Paul Barry, Presenter
Media Watch, Australian Broadcasting Corporation (CEO: Mark Scott), 19 February, 2014
NEWS Corp Australia has hit out at the ABC’s Media Watch for unprofessionalism after host Paul Barry failed to seek any response before airing an episode “littered with errors”.
Julian Clarke, News Corp CEO, said: ‘”You’d think after the national bollocking the ABC rightly received just this month about the lack of fact-checking and serious lack of balance, they would have been a little more careful with Monday night’s Media Watch.”
The latest episode of the weekly 15-minute taxpayer-funded critique of print, TV and online news and current affairs coverage was largely devoted to an attack on News, publisher of the Herald Sun, much of it in quotes from unnamed “former executives”.
“Paul Barry subjects his viewers to a lecture about the state of our business and the standards of journalism, and fails to contact a single News Corp executive while compiling his report,” Mr Clarke said.
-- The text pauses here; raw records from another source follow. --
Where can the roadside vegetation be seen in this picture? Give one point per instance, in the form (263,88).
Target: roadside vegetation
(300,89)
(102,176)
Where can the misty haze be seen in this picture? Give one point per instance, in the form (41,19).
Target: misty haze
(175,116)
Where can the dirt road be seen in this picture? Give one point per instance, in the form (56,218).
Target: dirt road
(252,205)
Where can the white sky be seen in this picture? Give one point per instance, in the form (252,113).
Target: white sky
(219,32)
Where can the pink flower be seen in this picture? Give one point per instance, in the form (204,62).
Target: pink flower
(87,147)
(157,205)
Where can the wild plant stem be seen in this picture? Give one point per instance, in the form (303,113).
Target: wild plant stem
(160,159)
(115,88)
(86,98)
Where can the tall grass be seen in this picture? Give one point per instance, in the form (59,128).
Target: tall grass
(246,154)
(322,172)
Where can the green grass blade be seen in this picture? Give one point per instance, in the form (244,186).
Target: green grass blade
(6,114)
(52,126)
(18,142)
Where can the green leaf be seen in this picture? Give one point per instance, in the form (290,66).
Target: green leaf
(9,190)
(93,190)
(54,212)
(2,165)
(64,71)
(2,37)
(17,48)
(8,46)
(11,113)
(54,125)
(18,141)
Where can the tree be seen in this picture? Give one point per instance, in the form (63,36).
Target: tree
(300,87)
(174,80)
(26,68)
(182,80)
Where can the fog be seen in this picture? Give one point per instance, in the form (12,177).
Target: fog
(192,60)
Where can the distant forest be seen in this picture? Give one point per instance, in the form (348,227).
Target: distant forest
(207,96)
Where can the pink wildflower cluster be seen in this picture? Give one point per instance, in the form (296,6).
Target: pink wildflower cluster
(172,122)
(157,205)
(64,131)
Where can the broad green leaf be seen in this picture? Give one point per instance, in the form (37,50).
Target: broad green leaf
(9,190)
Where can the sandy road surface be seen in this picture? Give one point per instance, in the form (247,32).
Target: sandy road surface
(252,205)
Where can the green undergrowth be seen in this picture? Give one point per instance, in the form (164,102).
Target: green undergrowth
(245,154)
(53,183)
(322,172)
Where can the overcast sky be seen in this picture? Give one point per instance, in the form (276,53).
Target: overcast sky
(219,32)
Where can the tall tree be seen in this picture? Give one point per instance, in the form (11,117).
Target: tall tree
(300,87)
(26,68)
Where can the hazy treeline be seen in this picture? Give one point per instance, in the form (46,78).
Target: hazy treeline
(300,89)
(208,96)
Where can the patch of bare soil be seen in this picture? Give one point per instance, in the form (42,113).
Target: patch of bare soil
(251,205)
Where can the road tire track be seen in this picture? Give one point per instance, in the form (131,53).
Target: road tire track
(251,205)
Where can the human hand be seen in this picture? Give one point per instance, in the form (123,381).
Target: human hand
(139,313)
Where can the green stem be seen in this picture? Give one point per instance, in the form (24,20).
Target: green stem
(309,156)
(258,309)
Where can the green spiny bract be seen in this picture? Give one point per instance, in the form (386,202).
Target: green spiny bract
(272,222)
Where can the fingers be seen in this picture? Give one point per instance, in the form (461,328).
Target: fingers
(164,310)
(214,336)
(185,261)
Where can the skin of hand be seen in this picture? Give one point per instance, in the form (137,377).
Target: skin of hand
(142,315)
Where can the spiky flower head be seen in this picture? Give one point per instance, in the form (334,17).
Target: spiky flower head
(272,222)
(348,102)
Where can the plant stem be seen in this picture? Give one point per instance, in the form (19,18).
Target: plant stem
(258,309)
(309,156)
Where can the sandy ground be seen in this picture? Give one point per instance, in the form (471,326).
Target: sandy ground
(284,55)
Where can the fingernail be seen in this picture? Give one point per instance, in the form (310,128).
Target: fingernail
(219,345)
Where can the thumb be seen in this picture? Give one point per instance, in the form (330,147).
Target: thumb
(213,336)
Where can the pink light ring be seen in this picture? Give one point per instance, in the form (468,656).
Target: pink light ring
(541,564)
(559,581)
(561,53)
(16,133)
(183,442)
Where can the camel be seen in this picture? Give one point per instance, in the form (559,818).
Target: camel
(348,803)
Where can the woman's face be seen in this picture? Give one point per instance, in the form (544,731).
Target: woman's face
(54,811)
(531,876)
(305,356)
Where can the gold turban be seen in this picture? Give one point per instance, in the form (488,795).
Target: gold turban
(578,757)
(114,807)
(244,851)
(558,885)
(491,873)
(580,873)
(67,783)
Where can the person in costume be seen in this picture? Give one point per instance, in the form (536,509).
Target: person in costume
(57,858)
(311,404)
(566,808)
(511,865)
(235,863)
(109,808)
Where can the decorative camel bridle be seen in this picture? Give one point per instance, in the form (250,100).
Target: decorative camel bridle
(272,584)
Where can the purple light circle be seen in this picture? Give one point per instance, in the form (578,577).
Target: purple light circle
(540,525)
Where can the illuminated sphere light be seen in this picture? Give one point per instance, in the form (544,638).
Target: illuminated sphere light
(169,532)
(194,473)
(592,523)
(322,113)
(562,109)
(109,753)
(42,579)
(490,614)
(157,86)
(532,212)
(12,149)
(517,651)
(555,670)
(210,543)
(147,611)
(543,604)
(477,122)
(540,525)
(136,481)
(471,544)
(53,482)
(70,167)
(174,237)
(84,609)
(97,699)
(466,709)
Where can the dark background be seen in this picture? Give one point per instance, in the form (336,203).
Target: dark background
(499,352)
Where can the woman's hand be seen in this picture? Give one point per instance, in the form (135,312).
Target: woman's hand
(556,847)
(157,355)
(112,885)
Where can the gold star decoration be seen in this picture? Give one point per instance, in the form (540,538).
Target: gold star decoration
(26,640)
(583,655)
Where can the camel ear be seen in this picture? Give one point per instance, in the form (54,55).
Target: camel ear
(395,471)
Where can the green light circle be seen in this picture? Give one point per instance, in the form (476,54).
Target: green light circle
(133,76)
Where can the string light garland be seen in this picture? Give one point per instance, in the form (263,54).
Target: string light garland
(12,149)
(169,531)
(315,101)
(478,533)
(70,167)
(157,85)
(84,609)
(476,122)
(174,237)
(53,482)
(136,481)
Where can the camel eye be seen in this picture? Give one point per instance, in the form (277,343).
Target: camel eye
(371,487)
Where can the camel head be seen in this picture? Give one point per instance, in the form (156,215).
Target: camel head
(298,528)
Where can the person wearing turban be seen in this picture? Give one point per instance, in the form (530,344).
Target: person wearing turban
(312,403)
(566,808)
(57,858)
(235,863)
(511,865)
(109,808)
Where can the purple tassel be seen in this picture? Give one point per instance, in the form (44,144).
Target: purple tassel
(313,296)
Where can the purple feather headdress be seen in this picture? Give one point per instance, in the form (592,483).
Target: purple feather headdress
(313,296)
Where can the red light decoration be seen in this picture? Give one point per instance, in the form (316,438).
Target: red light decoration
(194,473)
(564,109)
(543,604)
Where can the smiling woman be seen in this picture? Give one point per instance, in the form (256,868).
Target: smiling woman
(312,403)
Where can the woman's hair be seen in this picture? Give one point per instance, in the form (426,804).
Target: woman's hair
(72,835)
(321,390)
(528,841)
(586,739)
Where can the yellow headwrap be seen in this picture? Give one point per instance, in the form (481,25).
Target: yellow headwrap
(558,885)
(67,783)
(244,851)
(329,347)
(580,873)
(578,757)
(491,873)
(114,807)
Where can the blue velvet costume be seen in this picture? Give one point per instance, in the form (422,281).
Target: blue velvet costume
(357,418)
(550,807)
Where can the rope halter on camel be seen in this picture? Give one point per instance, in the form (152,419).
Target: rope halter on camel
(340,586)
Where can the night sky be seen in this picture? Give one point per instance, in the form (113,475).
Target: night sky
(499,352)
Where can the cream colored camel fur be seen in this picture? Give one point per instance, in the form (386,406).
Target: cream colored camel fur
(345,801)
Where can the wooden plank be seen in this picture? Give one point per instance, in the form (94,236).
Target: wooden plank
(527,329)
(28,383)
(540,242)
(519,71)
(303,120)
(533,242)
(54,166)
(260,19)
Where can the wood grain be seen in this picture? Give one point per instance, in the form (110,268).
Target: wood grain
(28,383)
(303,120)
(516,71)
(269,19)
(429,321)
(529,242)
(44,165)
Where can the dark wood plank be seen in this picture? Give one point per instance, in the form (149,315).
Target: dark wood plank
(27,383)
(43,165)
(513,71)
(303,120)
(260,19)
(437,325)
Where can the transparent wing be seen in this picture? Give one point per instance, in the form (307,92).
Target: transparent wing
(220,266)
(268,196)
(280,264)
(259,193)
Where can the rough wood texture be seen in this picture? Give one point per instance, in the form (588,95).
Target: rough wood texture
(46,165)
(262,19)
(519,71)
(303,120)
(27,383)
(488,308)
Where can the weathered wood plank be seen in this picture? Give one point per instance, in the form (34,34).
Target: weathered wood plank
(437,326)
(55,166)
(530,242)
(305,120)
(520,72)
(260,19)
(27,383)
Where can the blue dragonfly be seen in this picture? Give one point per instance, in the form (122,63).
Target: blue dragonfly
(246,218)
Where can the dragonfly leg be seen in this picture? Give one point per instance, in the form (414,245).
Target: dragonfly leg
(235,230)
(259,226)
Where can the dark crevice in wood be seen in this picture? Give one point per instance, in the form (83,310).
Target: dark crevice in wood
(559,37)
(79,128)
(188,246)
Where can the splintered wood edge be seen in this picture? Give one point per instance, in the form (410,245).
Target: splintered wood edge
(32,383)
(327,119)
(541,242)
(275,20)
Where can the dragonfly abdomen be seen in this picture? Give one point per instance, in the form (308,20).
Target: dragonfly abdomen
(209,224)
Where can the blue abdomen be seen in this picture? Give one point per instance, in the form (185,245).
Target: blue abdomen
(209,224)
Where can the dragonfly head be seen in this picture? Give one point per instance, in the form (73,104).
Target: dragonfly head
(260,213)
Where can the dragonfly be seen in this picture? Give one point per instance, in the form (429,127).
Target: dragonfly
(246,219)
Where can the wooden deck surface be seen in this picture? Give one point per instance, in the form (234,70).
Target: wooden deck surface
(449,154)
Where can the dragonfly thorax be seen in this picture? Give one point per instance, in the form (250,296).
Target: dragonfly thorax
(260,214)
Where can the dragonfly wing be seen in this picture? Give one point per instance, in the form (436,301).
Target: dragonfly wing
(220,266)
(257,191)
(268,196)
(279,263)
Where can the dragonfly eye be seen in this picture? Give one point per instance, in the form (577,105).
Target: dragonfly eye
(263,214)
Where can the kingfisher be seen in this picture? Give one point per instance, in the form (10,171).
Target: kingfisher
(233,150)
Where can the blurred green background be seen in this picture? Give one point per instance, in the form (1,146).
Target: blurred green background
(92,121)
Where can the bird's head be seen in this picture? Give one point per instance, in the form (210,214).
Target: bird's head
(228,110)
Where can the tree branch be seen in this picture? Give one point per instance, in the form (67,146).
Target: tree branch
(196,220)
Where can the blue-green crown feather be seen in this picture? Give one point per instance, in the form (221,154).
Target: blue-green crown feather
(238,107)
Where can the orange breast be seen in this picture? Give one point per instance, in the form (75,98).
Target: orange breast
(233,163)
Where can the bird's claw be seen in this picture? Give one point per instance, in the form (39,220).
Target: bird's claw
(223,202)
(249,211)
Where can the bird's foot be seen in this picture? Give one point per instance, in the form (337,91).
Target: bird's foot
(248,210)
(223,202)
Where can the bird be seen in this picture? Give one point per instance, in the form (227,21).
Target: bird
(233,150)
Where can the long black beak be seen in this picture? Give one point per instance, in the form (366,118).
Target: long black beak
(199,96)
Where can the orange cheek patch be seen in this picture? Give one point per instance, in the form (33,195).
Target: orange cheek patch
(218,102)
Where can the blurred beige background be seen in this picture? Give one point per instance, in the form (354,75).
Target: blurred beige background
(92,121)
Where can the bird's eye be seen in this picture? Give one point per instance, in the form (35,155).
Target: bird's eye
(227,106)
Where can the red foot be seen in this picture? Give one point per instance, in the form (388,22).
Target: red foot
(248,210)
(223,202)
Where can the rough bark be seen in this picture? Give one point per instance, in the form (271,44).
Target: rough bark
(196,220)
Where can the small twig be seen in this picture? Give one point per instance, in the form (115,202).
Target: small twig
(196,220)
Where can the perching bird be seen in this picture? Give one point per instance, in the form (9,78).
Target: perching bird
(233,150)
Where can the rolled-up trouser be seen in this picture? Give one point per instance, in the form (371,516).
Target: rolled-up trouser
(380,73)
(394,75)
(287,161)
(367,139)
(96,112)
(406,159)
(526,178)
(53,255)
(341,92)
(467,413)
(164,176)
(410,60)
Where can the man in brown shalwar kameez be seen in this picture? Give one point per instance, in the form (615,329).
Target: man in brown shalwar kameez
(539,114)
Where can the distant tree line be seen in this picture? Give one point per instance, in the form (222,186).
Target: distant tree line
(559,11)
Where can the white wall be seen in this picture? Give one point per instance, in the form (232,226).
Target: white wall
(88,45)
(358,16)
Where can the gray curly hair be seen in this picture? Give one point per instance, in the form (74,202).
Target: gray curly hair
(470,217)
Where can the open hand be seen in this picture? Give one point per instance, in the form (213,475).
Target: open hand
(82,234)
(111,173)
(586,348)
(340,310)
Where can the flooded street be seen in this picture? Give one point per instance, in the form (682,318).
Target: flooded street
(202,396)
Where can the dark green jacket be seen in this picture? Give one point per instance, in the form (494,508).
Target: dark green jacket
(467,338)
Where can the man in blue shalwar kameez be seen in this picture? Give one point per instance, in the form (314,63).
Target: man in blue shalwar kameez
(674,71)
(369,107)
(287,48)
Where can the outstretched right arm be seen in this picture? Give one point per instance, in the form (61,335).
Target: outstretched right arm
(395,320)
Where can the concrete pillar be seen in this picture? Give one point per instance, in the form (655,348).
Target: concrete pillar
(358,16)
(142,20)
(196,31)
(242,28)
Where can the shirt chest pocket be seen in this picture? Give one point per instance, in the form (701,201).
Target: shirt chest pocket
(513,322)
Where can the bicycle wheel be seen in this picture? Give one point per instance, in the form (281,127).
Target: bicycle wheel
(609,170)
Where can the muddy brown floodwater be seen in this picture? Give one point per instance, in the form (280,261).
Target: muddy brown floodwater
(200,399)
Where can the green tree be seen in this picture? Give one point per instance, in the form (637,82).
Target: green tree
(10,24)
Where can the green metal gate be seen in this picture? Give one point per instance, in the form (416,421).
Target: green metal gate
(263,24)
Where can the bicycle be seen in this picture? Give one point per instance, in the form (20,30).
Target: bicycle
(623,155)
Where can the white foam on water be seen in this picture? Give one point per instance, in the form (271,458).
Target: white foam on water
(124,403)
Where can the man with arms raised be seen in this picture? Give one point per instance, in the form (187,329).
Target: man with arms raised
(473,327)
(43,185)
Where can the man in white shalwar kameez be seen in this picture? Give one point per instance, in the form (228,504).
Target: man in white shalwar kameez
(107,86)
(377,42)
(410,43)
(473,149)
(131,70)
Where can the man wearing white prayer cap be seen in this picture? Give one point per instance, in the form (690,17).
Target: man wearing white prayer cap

The episode also displayed a “lack of understanding of the media business,” he said.
“Barry quoted the Herald Sun’s circulation as being under 400,000 sales per day. If Media Watch was attempting to give the viewers some insight into the newspaper business, it may have pointed out that the Herald Sun’s total audience, print and digital, is larger this year than last year and that the public are happily paying for the digital version,” Mr Clarke said.
”He should also have pointed out that The Australian has over 57,000 digital subscribers, with paid digital sales growing 45 per cent over the last year. Total print and digital sales are up 4.4 per cent over the year.”
Mr Clarke added: “In Barry’s rush to write off all media other than the ABC, he fails to tell the real story which is that more people are reading our newspapers and digital editions than ever and more people are buying our digital products than ever.”
Given the chance to reply, Barry repeatedly refused to say if Media Watch had a duty under the ABC code of practice to give News Corp a chance to respond. “I don’t think if we’d have gone to News Corp that we’d have got anything.”
Media Watch also mocked as “click bait” some of “the top stories” on News-owned news.com.au, Australia’s most popular news website. But none of the examples quoted were among the most read.
Mr Clarke said: “The fact is people read quirky and serious stories – not that you’d know that from Barry’s sneering and selective reporting.”